Un breve resumen de una cuarta parte, un poco innecesaria, pero disfrutable.

La película fue estrenada el verano de 2019, y nos sitúa después de los hechos de Toy Story 3. Molly, la niña, empieza la escuela y crea un «juguete» a base de un tenedor al que llama Forky. Este no cree ser un juguete, y mientras la familia se va de vacaciones, este salta de la furgoneta, por lo que Woody, Buzz Lightyear y los demás deberán rescatarlo. Por el camino, se cruzarán con Bo Beep, la pastora de las primeras películas. La película termina con Woody yéndose con Bo Beep, abandonando a Molly.
La película, sin compararla con las demás, es bastante buena. Tiene una historia bastante consistente, pero algunos personajes se sienten un tanto desaprovechados (véase el motorista de la portada, que ni me acuerdo de su nombre). Otros, a pesar de su escasa aportación a la trama, si son divertidos e interesantes (véase los dos peluches). La antagonista no llega al nivel de malicia del oso de la tercera película, pero tampoco es mala.

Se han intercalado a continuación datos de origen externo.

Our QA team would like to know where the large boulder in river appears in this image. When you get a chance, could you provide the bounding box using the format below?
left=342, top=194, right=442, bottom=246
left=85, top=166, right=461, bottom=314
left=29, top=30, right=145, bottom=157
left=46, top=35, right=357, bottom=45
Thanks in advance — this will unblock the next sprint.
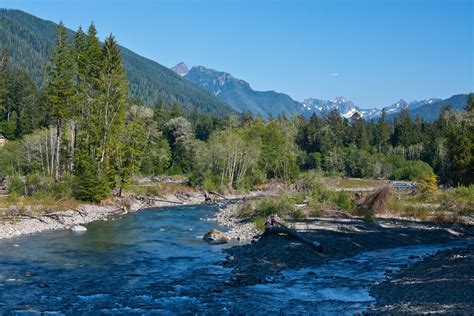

Ahora, si lo ponemos en perspectiva con el resto de la saga, Toy Story 4 se siente un tanto innecesaria. La tercera entrega ya daba por finalizada la historia, y esta cuarta parte apenas llega al nivel de su antecesora.
Sin embargo, y a pesar de no ser necesaria, la película cumple con las expectativas. Así que la valoraremos con un 7/10.